Level: Intermediate to Advanced
Prerequisite: None
Vector databases are the backbone of modern AI systems, enabling the semantic search and retrieval that power RAG architectures, recommendation engines, and intelligent applications. Yet many data and AI practitioners lack hands-on experience building and querying them. This full-day workshop closes that gap with practical, code-first exercises using Python, Chroma, and real-world data sets to reinforce every concept.
Participants will move from embedding fundamentals through similarity search, indexing strategies, and LLM integration, finishing with a working RAG pipeline. The course also addresses governance, monitoring, and enterprise considerations so attendees leave ready to apply vector database capabilities in production AI environments.
You Will Learn:
- Explain what vector embeddings are and how they represent meaning in AI systems
- Generate embeddings using open-source sentence-transformers and store them in a vector database
- Apply cosine similarity and ANN indexing concepts using FAISS for fast semantic retrieval
- Build a retrieval-augmented generation (RAG) pipeline connecting a vector database with an LLM
- Visualize vector clusters and embedding distance patterns using PCA and t-SNE
- Compare vector database architectures (Chroma, Pinecone, pgvector) and select the right fit for enterprise use cases
- Apply governance, logging, and monitoring best practices for AI observability and enterprise data controls
Geared To:
- Data engineers
- AI/ML engineers
- Data scientists
- Analytics practitioners
- Software developers building AI-powered applications
- Database administrators exploring AI integration
Prerequisites:
Registrants must be familiar with basic Python programming concepts or complete a complimentary online course before the conference. Access to the 3-hour online course "Python Quick Start" will be provided to registrants three weeks prior to the event.

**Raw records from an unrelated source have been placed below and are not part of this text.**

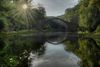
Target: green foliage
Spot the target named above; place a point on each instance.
(3, 24)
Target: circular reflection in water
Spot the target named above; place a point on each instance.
(54, 56)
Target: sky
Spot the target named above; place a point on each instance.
(56, 7)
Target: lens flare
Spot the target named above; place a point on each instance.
(23, 10)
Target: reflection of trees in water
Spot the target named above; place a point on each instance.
(87, 50)
(16, 51)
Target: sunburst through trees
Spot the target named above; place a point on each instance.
(23, 10)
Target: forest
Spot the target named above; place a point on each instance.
(24, 29)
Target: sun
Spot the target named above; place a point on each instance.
(24, 6)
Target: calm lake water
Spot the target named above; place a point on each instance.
(33, 51)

Familiarity with data concepts and SQL is helpful but not required.
Laptop Setup:
Students must bring their own laptop to class with Python 3.9+ installed, along with access to Google Colab (recommended) or Jupyter Notebook
Note on Corporate Laptops
This course requires installation of software, access to web services APIs, and the ability to download data files, library files, and code.
If your corporate laptop blocks these activities, we recommend contacting your corporate IT department early. Alternatively, bring and use a personal device instead.
Setup
Laptop setup is required BEFORE the conference. Instructions will be emailed to registrants before the event.
There is no time allotted in class for laptop preparation.
* Enrollment is limited to 32 attendees.